Ingredients
The following ingredients have 4 Servings
- 2 tablespoons extra virgin olive oil, (plus more for serving)
- 1 yellow onion, (diced)
- 2 celery ribs, (diced)
- 1 large carrot, (peeled and diced)
- 1 tablespoon garlic paste
- 3 ounces tomato paste, (or 1/2 of a standard 6-ounce can)
- 2 15-ounce cans crushed tomatoes
- 1 28-ounce can whole, peeled tomatoes, (drained and diced)
- 1 teaspoon dried oregano
- 1/2 teaspoon garam masala (a spice mixture)
- 2 cups dried red lentils, (rinsed)
- 2 cups water
- 1 teaspoon kosher salt
- 1/2 teaspoon black pepper
- 1/3 cup coconut milk, (full fat or light version, plus more for serving)
Instruction
- Heat the olive oil in a large skillet over medium heat, and add the onion, celery and carrot. Sauté until tender, about 7 - 8 minutes. Add the garlic paste and cook for another minute.

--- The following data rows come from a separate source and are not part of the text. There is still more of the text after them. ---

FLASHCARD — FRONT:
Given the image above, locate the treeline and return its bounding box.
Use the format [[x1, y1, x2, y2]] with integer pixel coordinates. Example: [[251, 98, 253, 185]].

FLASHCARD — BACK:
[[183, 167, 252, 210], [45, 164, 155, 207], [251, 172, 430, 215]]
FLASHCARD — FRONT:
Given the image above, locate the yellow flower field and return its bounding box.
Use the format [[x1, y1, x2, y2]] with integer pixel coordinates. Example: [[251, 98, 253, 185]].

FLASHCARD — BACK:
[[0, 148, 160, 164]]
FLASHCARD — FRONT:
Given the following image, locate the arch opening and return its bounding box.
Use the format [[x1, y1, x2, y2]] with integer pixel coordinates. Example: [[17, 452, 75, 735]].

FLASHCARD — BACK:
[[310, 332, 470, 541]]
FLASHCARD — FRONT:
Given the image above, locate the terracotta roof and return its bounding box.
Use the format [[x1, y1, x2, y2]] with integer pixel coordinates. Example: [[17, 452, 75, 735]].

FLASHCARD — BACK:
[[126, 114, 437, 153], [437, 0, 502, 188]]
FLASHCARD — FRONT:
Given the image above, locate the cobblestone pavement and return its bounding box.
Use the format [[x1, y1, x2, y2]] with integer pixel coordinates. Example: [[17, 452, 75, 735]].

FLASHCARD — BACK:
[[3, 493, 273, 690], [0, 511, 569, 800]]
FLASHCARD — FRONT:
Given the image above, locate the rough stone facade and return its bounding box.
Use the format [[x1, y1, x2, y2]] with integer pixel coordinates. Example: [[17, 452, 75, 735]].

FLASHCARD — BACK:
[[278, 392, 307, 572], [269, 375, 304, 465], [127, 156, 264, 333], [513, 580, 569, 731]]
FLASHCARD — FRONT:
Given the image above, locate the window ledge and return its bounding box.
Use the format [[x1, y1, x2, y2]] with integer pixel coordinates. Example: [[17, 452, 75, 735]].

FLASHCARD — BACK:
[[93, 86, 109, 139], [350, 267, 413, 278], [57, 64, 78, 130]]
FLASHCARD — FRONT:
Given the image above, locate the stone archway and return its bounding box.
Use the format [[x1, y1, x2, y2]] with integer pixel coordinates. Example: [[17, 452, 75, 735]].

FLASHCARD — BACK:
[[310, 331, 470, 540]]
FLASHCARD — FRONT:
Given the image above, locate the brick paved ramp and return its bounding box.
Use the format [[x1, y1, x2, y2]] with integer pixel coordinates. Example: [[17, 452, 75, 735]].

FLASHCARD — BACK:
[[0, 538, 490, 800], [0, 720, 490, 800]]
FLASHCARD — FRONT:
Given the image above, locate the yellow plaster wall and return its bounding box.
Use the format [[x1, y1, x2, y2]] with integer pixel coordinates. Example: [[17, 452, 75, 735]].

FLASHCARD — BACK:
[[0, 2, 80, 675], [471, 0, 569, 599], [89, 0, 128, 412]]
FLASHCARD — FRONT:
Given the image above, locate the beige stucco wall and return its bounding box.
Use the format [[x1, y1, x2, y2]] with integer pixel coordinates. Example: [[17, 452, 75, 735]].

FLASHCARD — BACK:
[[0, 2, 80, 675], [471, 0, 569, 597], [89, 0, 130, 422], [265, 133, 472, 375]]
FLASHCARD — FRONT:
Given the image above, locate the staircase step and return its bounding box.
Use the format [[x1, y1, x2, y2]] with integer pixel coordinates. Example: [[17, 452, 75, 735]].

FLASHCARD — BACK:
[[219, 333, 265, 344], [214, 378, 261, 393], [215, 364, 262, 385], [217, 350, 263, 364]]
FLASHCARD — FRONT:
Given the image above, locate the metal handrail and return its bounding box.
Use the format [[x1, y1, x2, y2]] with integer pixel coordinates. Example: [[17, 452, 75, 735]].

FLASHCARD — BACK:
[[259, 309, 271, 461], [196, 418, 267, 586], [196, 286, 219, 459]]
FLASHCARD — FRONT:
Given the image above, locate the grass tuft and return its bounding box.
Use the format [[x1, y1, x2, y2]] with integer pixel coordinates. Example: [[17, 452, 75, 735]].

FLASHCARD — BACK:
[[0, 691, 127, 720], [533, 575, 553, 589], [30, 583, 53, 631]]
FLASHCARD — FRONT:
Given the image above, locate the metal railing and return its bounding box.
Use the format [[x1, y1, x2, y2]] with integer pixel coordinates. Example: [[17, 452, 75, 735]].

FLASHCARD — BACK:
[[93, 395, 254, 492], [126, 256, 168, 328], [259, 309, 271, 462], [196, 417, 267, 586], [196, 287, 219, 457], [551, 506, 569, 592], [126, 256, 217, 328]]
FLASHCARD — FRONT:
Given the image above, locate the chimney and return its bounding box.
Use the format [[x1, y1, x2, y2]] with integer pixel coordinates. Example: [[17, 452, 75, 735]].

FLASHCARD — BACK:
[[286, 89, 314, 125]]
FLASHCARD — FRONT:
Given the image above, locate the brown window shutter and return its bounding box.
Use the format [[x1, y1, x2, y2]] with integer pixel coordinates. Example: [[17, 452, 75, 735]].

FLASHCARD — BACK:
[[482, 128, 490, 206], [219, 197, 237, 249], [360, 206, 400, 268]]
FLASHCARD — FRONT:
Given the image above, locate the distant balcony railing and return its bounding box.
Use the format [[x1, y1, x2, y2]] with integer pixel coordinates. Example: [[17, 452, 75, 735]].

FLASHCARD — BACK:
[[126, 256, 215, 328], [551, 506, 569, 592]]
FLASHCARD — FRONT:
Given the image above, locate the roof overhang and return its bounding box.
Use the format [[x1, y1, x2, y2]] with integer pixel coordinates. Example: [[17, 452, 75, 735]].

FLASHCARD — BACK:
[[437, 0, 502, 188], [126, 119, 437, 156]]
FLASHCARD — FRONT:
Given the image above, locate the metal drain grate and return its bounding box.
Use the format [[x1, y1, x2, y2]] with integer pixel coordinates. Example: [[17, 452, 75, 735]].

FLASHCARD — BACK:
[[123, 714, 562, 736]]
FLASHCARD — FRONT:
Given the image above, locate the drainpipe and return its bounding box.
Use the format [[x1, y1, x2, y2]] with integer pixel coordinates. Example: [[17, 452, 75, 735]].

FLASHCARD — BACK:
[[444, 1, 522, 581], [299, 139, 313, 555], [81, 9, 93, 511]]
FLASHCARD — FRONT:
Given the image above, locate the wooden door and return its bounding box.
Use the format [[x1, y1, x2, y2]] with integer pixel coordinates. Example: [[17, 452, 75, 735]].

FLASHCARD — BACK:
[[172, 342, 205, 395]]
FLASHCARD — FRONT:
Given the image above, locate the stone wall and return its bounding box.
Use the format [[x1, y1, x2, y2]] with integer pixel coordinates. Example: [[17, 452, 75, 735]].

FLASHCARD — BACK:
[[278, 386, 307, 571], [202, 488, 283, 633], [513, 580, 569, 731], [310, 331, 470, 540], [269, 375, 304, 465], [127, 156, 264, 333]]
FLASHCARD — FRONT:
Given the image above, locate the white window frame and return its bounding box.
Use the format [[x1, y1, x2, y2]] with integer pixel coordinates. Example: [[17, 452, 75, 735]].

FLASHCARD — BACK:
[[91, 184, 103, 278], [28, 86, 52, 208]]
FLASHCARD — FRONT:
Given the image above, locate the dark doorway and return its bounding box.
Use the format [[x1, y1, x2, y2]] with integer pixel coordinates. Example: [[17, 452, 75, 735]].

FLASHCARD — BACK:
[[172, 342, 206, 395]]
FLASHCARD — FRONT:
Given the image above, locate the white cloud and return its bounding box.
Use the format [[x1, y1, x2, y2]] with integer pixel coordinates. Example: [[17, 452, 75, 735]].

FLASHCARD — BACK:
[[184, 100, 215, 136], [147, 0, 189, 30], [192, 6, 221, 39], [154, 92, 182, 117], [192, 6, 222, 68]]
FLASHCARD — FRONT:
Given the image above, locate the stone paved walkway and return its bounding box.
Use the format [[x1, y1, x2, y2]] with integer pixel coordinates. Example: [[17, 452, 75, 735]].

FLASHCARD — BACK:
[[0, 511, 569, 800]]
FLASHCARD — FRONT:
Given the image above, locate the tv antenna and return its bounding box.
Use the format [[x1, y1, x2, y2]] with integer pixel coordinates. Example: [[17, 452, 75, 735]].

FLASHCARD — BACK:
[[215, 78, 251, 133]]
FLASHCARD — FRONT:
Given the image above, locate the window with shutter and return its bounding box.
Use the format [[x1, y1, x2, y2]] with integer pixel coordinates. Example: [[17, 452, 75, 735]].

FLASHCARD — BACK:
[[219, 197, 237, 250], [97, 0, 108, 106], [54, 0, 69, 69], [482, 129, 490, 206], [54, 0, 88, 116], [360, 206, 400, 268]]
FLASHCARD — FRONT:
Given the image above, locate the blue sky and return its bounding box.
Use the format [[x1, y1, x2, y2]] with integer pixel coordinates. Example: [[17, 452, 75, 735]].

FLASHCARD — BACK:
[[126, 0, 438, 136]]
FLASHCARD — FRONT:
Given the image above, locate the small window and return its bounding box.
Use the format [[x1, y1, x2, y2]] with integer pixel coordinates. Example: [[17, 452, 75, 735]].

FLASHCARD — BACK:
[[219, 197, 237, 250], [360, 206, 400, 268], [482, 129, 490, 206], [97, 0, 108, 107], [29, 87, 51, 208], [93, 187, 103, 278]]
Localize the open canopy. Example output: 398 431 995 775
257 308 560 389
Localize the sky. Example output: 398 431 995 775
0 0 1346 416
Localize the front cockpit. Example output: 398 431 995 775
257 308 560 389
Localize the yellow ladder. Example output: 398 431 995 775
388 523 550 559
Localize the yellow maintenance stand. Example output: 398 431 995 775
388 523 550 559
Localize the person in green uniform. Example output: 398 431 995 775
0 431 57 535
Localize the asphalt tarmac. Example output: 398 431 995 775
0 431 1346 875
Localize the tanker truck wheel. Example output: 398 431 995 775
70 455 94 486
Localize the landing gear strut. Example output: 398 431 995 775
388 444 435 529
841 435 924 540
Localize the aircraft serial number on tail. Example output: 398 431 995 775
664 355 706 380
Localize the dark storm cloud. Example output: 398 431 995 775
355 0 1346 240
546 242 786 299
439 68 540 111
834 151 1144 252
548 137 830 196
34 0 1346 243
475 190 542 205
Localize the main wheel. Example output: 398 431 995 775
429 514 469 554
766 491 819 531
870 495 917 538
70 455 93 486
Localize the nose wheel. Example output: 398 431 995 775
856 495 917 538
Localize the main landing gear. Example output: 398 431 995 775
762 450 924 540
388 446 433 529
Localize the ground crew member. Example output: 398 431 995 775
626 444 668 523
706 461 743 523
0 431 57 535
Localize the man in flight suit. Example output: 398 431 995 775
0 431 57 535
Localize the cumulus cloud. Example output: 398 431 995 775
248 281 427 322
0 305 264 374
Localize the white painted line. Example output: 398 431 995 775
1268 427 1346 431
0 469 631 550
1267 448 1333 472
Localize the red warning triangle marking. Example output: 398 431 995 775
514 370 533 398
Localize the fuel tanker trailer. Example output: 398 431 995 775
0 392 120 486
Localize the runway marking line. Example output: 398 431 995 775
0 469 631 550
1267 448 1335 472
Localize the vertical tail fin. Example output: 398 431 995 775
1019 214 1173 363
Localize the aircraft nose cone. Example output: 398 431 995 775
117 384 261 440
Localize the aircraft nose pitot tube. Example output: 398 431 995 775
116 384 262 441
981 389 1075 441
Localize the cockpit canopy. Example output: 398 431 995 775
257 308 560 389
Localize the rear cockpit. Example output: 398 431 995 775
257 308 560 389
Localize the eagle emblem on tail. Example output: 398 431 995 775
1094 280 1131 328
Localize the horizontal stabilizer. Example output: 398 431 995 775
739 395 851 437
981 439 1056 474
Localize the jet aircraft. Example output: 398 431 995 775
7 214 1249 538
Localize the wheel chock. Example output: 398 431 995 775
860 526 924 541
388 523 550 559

- Stir in the tomato paste and cook for another minute. Add the tomatoes, spices, lentils, water, and salt and pepper. Cover and simmer for 20 - 30 minutes, until the lentils are tender.
- Stir in the coconut milk. Serve with a drizzle of additional coconut milk and extra-virgin olive oil.